Еще в юности Истомина поразила смерть младшей сестры, двенадцатилетней умницы и красоточки, заболевшей мучительной и неизлечимой болезнью; до последней минуты он уверял всех в ее скором выздоровлении, споря внутренне с дикой несправедливостью совершавшегося. Эта несправедливость проявлялась не только в неразумной природе с ее безучастными к людям законами, но и в отношении разумных существ друг к другу. Иногда Истомину казалось, что в самом человеке имеется какой-то дефект, губительное несовершенство. Детям часто доставляло непостижимое удовольствие мучить животных, мальчишки стреляли из рогаток в воробьев, обливали кипятком кошек. Легко накапливались жестокие примеры: кто-то убил из ревности жену, кто-то оклеветал из зависти лучшего друга. И какой же поистине беспомощной оказывалась доверчивость перед предательством, невиновность перед подозрительностью!

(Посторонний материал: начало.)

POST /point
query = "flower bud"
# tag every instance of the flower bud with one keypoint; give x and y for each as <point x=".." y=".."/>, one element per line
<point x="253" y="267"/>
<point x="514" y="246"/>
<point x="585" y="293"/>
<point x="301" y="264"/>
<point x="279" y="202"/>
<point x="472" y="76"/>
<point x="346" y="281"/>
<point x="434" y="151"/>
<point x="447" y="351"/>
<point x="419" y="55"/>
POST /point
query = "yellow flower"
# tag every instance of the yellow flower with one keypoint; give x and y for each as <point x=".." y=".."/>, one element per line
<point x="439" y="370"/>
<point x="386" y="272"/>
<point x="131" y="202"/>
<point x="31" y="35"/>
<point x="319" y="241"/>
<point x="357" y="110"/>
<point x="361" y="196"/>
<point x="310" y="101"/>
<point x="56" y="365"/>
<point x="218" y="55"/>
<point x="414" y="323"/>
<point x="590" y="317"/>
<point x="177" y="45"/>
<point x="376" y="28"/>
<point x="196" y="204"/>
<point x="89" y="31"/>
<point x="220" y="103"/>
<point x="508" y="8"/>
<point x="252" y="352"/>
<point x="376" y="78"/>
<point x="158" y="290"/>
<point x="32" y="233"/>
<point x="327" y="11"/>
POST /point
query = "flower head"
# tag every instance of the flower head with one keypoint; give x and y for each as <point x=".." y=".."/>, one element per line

Постепенно Виктор Константинович стал отстраняться от всего, что грозило непосредственным столкновением с жестокостями жизни; он замкнулся и растерял друзей. Свободной от зла оставалась как будто одна только поэзия — эта вымышленная, призрачная страна, в которой если и происходили катастрофы, то условные, облагороженные; великая поэзия обладала могуществом превращать воду в вино, траур — в нарядную одежду и слезы — в бриллианты. Виктор Константинович сделался частым посетителем букинистических лавок, отыскивая там полузабытых поэтов пушкинской плеяды — предмет своей ученой диссертации; в бессонницу он перечитывал своих любимых: Леопарди, Бодлера, Шелли, Анненского, Рильке, пока рядом тихо посапывала во сне жена. Но утром действительность снова громкими голосами заявляла о себе, и туман поэзии рассеивался. Виктор Константинович быстро стал стареть, и сам замечал это. В студенческой молодости женщины говорили ему, что он похож на Александра Блока: такое же удлиненное лицо, такой же высокий лоб, такие же очень светлые глаза. И, гордясь втайне этим сходством, он и свои волосы устроил «по-блоковски» — полувоздушным ежиком. Невесть от чего, они рано начали седеть, а в походке у него появилась стариковская неуверенность.
Теперь на людях он редко бывал вполне спокоен; искренне сострадая им, он в то же время остерегался их — своих квартирных соседей, своих сослуживцев. И случались дни, когда он с опаской, с сердцебиением открывал газеты: в мире сбывались как будто чудовищные предсказания пророка Иеремии.
Точно некий вирус ненависти распространялся по миру — он назывался фашизмом; проникая в мозг, он превращал человека в убийцу. И перед этой эпидемией ненависти бессильными оказались и «острый галльский смысл», и «сумрачный германский гений». Лавочники в центре Европы складывали костры из книг своих философов и поэтов, словно мстили за то, что философы и поэты пытались их очеловечить. С проблеском надежды Истомин следил еще в те годы за сообщениями из Испании — нищей и храброй Испании, в которой вновь зазвенел меч благородного рыцаря из Ламанчи. На зов о помощи отовсюду устремились к Пиренеям добровольцы-интернационалисты, странствующие рыцари нашего века. Но и этот цвет человечества был частью уничтожен, частью рассеян закованным в танковую броню злом; Мадрид, преданный своими генералами, пал. И Виктор Константинович даже поссорился с женой, когда, тревожась за него, она сказала: «Подумай о себе. Ты не спал всю ночь, на всех тебя не хватит». Он распалился, стал кричать о позоре равнодушия, но, заметив слезы в глазах жены, тоже заплакал — первый раз после смерти матери. Так они и помирились, плача о судьбе Испании у себя в Большом Афанасьевском переулке в Москве, в своей комнате, заставленной громоздкой родительской мебелью, в старой коммунальной квартире на четвертом этаже.